Yago Paredes

Personal information
- Full name: Yago Paredes Rivera
- Date of birth: 1 November 2004 (age 21)
- Place of birth: Madrid, Spain
- Height: 1.87 m (6 ft 2 in)
- Position: Forward

Team information
- Current team: Almería B
- Number: 10

Youth career
- 2012–2016: Nuevo Boadilla
- 2016–2017: EFMO Boadilla
- 2017–2018: Getafe
- 2018–2019: Móstoles
- 2019–2020: Getafe
- 2020–2021: Alcorcón

Senior career*
- Years: Team / Apps / (Gls)
- 2021–2023: Alcorcón B / 60 / (15)
- 2022–2024: Alcorcón / 4 / (0)
- 2023–2024: → Valladolid B (loan) / 32 / (5)
- 2024–: Almería B / 34 / (2)

= Yago Paredes =

Spanish footballer

Yago Paredes Rivera (born 1 November 2004) is a Spanish footballer who plays as a forward for UD Almería B.

==Club career==
Born in Madrid, Paredes represented CD Nuevo Boadilla, EF Madrid Oeste Boadilla, Getafe CF (two stints), CD Móstoles URJC and AD Alcorcón as a youth. After impressing with the latter's Juvenil side, he made his senior debut with the reserves on 5 September 2021, starting in a 1–1 Tercera División RFEF home draw against Getafe CF B.
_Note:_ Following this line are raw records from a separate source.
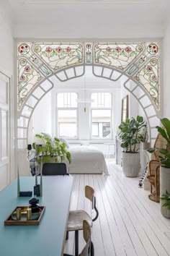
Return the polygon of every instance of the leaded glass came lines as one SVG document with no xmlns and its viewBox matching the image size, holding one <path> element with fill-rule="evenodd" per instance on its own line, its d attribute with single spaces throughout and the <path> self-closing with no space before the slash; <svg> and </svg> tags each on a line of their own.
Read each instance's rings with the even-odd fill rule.
<svg viewBox="0 0 170 256">
<path fill-rule="evenodd" d="M 160 111 L 157 43 L 21 43 L 18 52 L 18 110 L 41 82 L 65 68 L 105 66 L 136 81 Z"/>
</svg>

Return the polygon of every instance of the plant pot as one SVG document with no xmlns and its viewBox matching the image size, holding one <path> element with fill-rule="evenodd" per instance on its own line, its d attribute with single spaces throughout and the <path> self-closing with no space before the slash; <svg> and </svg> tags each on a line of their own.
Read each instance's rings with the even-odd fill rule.
<svg viewBox="0 0 170 256">
<path fill-rule="evenodd" d="M 146 150 L 151 148 L 151 142 L 142 142 L 142 150 Z"/>
<path fill-rule="evenodd" d="M 138 153 L 122 153 L 122 171 L 127 177 L 137 177 L 140 171 Z"/>
<path fill-rule="evenodd" d="M 160 168 L 160 194 L 166 194 L 166 191 L 170 193 L 170 168 L 161 166 Z M 170 218 L 170 210 L 163 206 L 164 200 L 161 200 L 161 214 L 165 218 Z"/>
</svg>

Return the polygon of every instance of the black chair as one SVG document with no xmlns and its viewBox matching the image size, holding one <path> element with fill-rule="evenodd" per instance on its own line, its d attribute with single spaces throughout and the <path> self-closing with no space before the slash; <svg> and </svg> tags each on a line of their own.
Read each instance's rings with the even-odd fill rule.
<svg viewBox="0 0 170 256">
<path fill-rule="evenodd" d="M 45 163 L 42 166 L 42 175 L 68 175 L 65 163 Z"/>
<path fill-rule="evenodd" d="M 89 223 L 86 221 L 83 221 L 83 232 L 84 232 L 84 239 L 86 241 L 86 245 L 84 246 L 83 250 L 79 256 L 94 256 L 94 245 L 91 240 L 91 230 Z M 63 254 L 63 256 L 73 256 Z"/>
<path fill-rule="evenodd" d="M 91 216 L 83 210 L 69 211 L 67 223 L 66 240 L 68 239 L 68 232 L 75 231 L 75 256 L 79 256 L 79 231 L 83 229 L 83 221 L 86 220 L 91 228 L 93 226 L 93 222 L 95 221 L 99 216 L 99 212 L 96 204 L 96 197 L 94 195 L 94 189 L 91 187 L 85 187 L 85 197 L 91 202 L 91 208 L 92 210 L 94 209 L 96 216 L 94 218 L 92 218 Z"/>
</svg>

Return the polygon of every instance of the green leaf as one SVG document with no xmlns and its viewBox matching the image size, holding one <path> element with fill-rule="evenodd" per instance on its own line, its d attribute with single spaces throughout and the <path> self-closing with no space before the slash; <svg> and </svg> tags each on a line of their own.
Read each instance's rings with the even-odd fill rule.
<svg viewBox="0 0 170 256">
<path fill-rule="evenodd" d="M 161 135 L 162 135 L 162 137 L 169 142 L 170 143 L 170 140 L 169 140 L 169 137 L 168 137 L 166 133 L 166 131 L 160 127 L 156 127 L 156 128 L 158 129 L 158 132 L 159 133 L 161 133 Z"/>
<path fill-rule="evenodd" d="M 139 123 L 141 123 L 143 121 L 143 118 L 142 116 L 137 116 L 137 118 L 136 118 L 137 121 L 139 122 Z"/>
<path fill-rule="evenodd" d="M 164 127 L 166 129 L 166 133 L 170 138 L 170 120 L 167 118 L 164 118 L 161 119 L 161 122 L 162 123 Z"/>
</svg>

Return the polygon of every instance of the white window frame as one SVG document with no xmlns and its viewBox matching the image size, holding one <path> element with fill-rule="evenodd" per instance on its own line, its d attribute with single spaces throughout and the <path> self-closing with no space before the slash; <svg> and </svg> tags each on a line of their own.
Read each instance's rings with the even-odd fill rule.
<svg viewBox="0 0 170 256">
<path fill-rule="evenodd" d="M 107 107 L 91 107 L 91 104 L 90 106 L 90 138 L 91 140 L 110 140 L 113 139 L 113 129 L 112 129 L 112 115 L 113 115 L 113 110 L 112 110 L 112 93 L 107 92 L 107 91 L 95 91 L 95 92 L 91 92 L 90 95 L 90 98 L 91 99 L 91 95 L 93 93 L 109 93 L 110 97 L 111 97 L 111 106 L 109 108 Z M 92 111 L 93 110 L 110 110 L 111 112 L 111 116 L 110 116 L 110 137 L 93 137 L 92 136 Z"/>
<path fill-rule="evenodd" d="M 56 93 L 56 99 L 58 98 L 58 95 L 60 93 L 76 93 L 77 95 L 77 98 L 79 95 L 76 92 L 58 92 Z M 58 111 L 59 110 L 76 110 L 76 137 L 66 137 L 65 138 L 68 140 L 79 140 L 79 104 L 77 104 L 77 107 L 58 107 L 58 102 L 56 103 L 56 134 L 57 137 L 60 137 L 59 132 L 59 122 L 58 122 Z"/>
</svg>

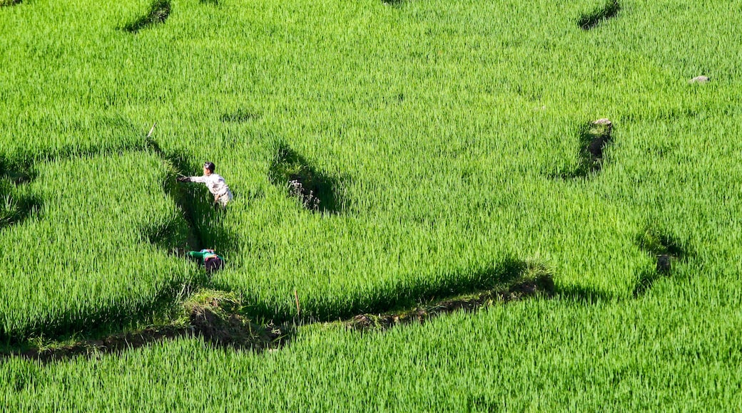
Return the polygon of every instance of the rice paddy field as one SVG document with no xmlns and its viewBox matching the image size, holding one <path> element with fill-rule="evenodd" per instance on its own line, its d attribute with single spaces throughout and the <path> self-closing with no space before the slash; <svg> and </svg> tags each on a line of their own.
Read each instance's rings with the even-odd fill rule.
<svg viewBox="0 0 742 413">
<path fill-rule="evenodd" d="M 0 406 L 740 409 L 740 27 L 706 0 L 0 0 Z M 176 182 L 205 161 L 224 210 Z M 533 268 L 546 293 L 349 327 Z M 193 331 L 200 291 L 290 328 L 24 356 Z"/>
</svg>

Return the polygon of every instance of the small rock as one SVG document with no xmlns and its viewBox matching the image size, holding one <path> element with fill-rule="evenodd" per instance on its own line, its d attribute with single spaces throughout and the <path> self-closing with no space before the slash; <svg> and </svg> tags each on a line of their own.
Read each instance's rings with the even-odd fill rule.
<svg viewBox="0 0 742 413">
<path fill-rule="evenodd" d="M 688 81 L 688 83 L 706 83 L 709 81 L 708 76 L 696 76 Z"/>
</svg>

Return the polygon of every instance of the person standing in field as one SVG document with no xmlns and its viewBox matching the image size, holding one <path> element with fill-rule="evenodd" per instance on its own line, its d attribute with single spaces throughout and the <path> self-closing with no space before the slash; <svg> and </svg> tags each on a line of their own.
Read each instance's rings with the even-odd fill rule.
<svg viewBox="0 0 742 413">
<path fill-rule="evenodd" d="M 191 258 L 201 260 L 201 263 L 206 269 L 206 272 L 221 269 L 224 266 L 224 258 L 217 255 L 213 249 L 191 251 L 188 255 Z"/>
<path fill-rule="evenodd" d="M 224 178 L 220 175 L 214 173 L 215 169 L 213 162 L 206 162 L 203 164 L 203 176 L 181 176 L 178 178 L 178 181 L 206 184 L 214 195 L 214 206 L 224 207 L 232 201 L 232 195 Z"/>
</svg>

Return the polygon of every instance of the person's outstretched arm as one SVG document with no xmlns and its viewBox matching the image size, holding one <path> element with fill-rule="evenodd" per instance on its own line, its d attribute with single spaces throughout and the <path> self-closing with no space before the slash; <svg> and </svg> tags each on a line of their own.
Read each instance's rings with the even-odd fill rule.
<svg viewBox="0 0 742 413">
<path fill-rule="evenodd" d="M 199 184 L 206 184 L 206 177 L 204 176 L 189 176 L 188 177 L 188 182 L 197 182 Z"/>
<path fill-rule="evenodd" d="M 200 260 L 203 259 L 204 254 L 206 254 L 206 252 L 201 252 L 200 251 L 191 251 L 188 253 L 188 255 L 193 257 L 194 258 L 198 258 Z"/>
</svg>

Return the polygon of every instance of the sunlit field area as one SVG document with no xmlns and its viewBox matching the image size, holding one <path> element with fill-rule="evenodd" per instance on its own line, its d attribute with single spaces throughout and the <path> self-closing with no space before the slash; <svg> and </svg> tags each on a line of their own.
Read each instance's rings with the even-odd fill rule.
<svg viewBox="0 0 742 413">
<path fill-rule="evenodd" d="M 0 0 L 0 406 L 738 409 L 740 27 Z"/>
</svg>

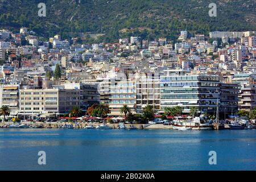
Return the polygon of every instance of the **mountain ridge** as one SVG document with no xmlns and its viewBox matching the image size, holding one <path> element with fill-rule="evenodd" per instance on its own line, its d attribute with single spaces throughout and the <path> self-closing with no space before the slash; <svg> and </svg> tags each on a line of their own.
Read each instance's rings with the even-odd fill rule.
<svg viewBox="0 0 256 182">
<path fill-rule="evenodd" d="M 46 3 L 46 17 L 38 16 L 41 2 Z M 217 17 L 208 15 L 208 5 L 213 2 L 217 5 Z M 24 26 L 46 36 L 102 33 L 104 40 L 110 42 L 137 35 L 148 39 L 175 39 L 183 30 L 204 34 L 255 31 L 255 9 L 253 0 L 1 0 L 0 28 L 16 30 Z M 121 32 L 123 28 L 134 31 Z"/>
</svg>

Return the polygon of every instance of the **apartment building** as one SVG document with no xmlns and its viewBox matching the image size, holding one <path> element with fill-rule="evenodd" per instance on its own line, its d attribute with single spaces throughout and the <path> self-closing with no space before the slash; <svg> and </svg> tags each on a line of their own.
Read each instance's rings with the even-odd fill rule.
<svg viewBox="0 0 256 182">
<path fill-rule="evenodd" d="M 109 110 L 110 115 L 122 115 L 121 109 L 127 105 L 132 113 L 136 113 L 136 84 L 134 79 L 115 81 L 110 86 Z"/>
<path fill-rule="evenodd" d="M 256 46 L 256 36 L 252 36 L 249 37 L 248 44 L 249 47 Z"/>
<path fill-rule="evenodd" d="M 7 106 L 11 115 L 16 115 L 19 112 L 19 88 L 18 84 L 0 85 L 0 107 Z"/>
<path fill-rule="evenodd" d="M 238 84 L 220 84 L 220 99 L 219 113 L 226 115 L 233 115 L 238 110 L 238 94 L 240 86 Z"/>
<path fill-rule="evenodd" d="M 216 75 L 191 75 L 183 70 L 166 70 L 161 76 L 160 109 L 179 106 L 189 113 L 192 106 L 201 113 L 214 113 L 220 98 Z"/>
<path fill-rule="evenodd" d="M 256 88 L 251 84 L 242 84 L 238 95 L 240 110 L 251 111 L 256 108 Z"/>
<path fill-rule="evenodd" d="M 147 105 L 154 106 L 155 110 L 160 110 L 160 74 L 143 73 L 136 78 L 136 110 L 142 113 Z"/>
<path fill-rule="evenodd" d="M 80 90 L 46 89 L 20 89 L 20 118 L 35 118 L 42 114 L 63 114 L 80 107 Z"/>
<path fill-rule="evenodd" d="M 0 48 L 0 60 L 5 60 L 5 51 L 3 49 Z"/>
</svg>

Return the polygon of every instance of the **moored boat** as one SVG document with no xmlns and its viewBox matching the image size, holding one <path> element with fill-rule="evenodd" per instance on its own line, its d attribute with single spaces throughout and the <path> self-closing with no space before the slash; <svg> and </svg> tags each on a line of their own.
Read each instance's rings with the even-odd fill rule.
<svg viewBox="0 0 256 182">
<path fill-rule="evenodd" d="M 183 126 L 183 127 L 178 128 L 178 130 L 181 130 L 181 131 L 187 131 L 187 130 L 191 130 L 192 128 L 189 127 Z"/>
<path fill-rule="evenodd" d="M 118 125 L 119 130 L 126 130 L 126 127 L 123 123 L 120 123 Z"/>
<path fill-rule="evenodd" d="M 244 130 L 245 128 L 245 125 L 236 122 L 229 124 L 229 126 L 230 130 Z"/>
<path fill-rule="evenodd" d="M 27 125 L 19 125 L 19 128 L 20 129 L 28 129 L 30 126 Z"/>
<path fill-rule="evenodd" d="M 129 127 L 129 130 L 138 130 L 138 129 L 134 126 L 130 126 Z"/>
<path fill-rule="evenodd" d="M 15 124 L 15 125 L 10 125 L 8 127 L 10 129 L 18 129 L 19 126 L 19 125 Z"/>
<path fill-rule="evenodd" d="M 184 130 L 191 128 L 192 130 L 212 130 L 213 126 L 209 122 L 206 122 L 203 117 L 195 117 L 192 121 L 183 121 L 180 119 L 175 119 L 171 125 L 174 130 Z"/>
<path fill-rule="evenodd" d="M 98 130 L 110 130 L 113 129 L 113 127 L 106 125 L 106 124 L 102 124 L 96 127 L 96 129 Z"/>
<path fill-rule="evenodd" d="M 94 127 L 93 126 L 86 126 L 85 127 L 84 127 L 84 129 L 95 129 L 95 127 Z"/>
<path fill-rule="evenodd" d="M 61 128 L 63 129 L 73 129 L 74 127 L 73 125 L 65 124 L 65 125 L 63 125 Z"/>
</svg>

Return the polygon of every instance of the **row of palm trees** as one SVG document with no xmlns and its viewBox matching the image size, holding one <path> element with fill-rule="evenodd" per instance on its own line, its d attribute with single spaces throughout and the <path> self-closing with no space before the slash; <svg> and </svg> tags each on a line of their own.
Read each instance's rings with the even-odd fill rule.
<svg viewBox="0 0 256 182">
<path fill-rule="evenodd" d="M 7 106 L 2 106 L 0 108 L 0 116 L 3 115 L 3 122 L 5 121 L 6 116 L 10 115 L 11 110 Z"/>
</svg>

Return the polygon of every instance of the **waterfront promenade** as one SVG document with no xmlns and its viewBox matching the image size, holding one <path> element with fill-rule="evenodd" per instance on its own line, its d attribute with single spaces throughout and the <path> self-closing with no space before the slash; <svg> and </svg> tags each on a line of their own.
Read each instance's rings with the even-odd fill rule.
<svg viewBox="0 0 256 182">
<path fill-rule="evenodd" d="M 2 127 L 5 125 L 13 125 L 14 122 L 1 122 L 0 123 L 0 127 Z M 87 123 L 87 122 L 23 122 L 20 123 L 20 124 L 27 125 L 31 127 L 36 127 L 39 126 L 42 126 L 44 128 L 61 128 L 61 126 L 65 125 L 72 125 L 74 129 L 83 129 L 84 127 L 87 126 L 92 126 L 94 127 L 97 127 L 97 126 L 102 125 L 102 123 Z M 107 123 L 108 126 L 112 126 L 113 129 L 118 129 L 118 123 Z M 148 126 L 150 125 L 148 124 L 125 124 L 124 125 L 127 129 L 129 129 L 131 126 L 136 127 L 137 129 L 145 129 Z M 169 126 L 171 127 L 171 126 Z"/>
</svg>

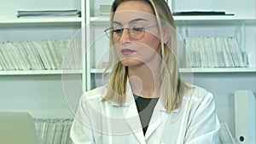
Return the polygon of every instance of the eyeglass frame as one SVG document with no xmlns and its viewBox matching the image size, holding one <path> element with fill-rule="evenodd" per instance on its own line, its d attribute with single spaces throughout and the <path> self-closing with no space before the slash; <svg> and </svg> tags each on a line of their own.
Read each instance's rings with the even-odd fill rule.
<svg viewBox="0 0 256 144">
<path fill-rule="evenodd" d="M 118 28 L 118 29 L 116 29 L 116 30 L 121 30 L 121 32 L 122 32 L 121 36 L 122 36 L 122 35 L 123 35 L 124 29 L 127 29 L 127 31 L 128 31 L 128 35 L 129 35 L 130 38 L 131 38 L 131 39 L 133 39 L 133 40 L 140 40 L 140 39 L 142 39 L 142 38 L 144 37 L 145 30 L 148 30 L 148 29 L 150 29 L 150 28 L 152 28 L 152 27 L 157 26 L 158 26 L 158 25 L 152 25 L 152 26 L 143 26 L 143 27 L 140 27 L 140 31 L 143 31 L 143 34 L 142 35 L 142 37 L 141 37 L 140 38 L 133 38 L 133 37 L 131 36 L 131 29 L 133 29 L 134 27 L 120 27 L 120 28 Z M 105 32 L 105 34 L 107 35 L 107 37 L 108 37 L 108 38 L 111 38 L 111 37 L 110 37 L 110 36 L 108 34 L 108 31 L 109 31 L 109 30 L 111 30 L 111 29 L 113 29 L 113 27 L 112 26 L 112 27 L 109 27 L 109 28 L 107 28 L 107 29 L 104 30 L 104 32 Z M 115 30 L 115 31 L 116 31 L 116 30 Z M 113 32 L 113 30 L 112 32 Z M 119 38 L 121 38 L 121 37 L 120 37 Z"/>
</svg>

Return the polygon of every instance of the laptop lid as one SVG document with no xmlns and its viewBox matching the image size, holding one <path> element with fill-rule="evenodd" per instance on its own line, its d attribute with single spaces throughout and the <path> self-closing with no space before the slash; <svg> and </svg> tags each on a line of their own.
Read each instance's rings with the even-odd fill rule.
<svg viewBox="0 0 256 144">
<path fill-rule="evenodd" d="M 38 144 L 32 117 L 23 112 L 0 111 L 0 144 Z"/>
</svg>

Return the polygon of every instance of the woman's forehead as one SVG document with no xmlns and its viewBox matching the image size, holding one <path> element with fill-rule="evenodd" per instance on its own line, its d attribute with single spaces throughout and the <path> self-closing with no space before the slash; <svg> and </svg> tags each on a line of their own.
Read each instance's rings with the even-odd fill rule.
<svg viewBox="0 0 256 144">
<path fill-rule="evenodd" d="M 155 20 L 154 9 L 146 1 L 126 1 L 121 3 L 113 14 L 113 20 L 129 22 L 134 19 Z"/>
<path fill-rule="evenodd" d="M 135 20 L 141 20 L 142 21 L 148 22 L 154 22 L 156 20 L 156 17 L 154 14 L 143 11 L 124 10 L 116 11 L 113 14 L 113 21 L 119 23 L 130 23 Z"/>
</svg>

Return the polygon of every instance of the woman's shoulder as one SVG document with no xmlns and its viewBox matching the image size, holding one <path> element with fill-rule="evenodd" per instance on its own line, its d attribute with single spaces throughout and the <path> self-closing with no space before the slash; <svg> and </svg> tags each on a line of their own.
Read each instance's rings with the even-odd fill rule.
<svg viewBox="0 0 256 144">
<path fill-rule="evenodd" d="M 189 96 L 191 96 L 194 101 L 201 101 L 203 100 L 211 100 L 213 98 L 212 92 L 197 85 L 192 86 L 191 90 L 189 90 Z"/>
<path fill-rule="evenodd" d="M 107 92 L 107 86 L 100 86 L 93 89 L 84 92 L 81 96 L 82 101 L 102 101 Z"/>
</svg>

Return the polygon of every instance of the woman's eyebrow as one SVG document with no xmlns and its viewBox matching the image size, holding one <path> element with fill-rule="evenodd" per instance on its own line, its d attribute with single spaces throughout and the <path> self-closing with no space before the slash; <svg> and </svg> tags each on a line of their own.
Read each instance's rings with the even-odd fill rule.
<svg viewBox="0 0 256 144">
<path fill-rule="evenodd" d="M 133 22 L 137 22 L 137 21 L 148 21 L 148 20 L 146 19 L 143 19 L 143 18 L 137 18 L 137 19 L 134 19 L 134 20 L 131 20 L 129 22 L 129 24 L 133 23 Z"/>
<path fill-rule="evenodd" d="M 131 20 L 129 22 L 129 24 L 131 24 L 133 22 L 137 22 L 137 21 L 148 21 L 148 20 L 146 19 L 143 19 L 143 18 L 137 18 L 137 19 L 134 19 L 132 20 Z M 117 24 L 117 25 L 119 25 L 119 26 L 123 26 L 121 22 L 119 22 L 119 21 L 113 21 L 112 22 L 113 24 Z"/>
</svg>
Paredes scored his first senior goal on 15 September 2021, netting the equalizer for the B's in a 1–1 home draw against AD Parla. He made his first team debut the following 6 March, coming on as a late substitute for Óscar Rivas in a 0–1 away loss against CD Lugo in the Segunda División championship.

On 30 August 2023, Paredes moved to another reserve team, Real Valladolid Promesas in Segunda Federación, on a one-year loan deal. Exactly one year later, he agreed to a deal with UD Almería's B-team also in division four.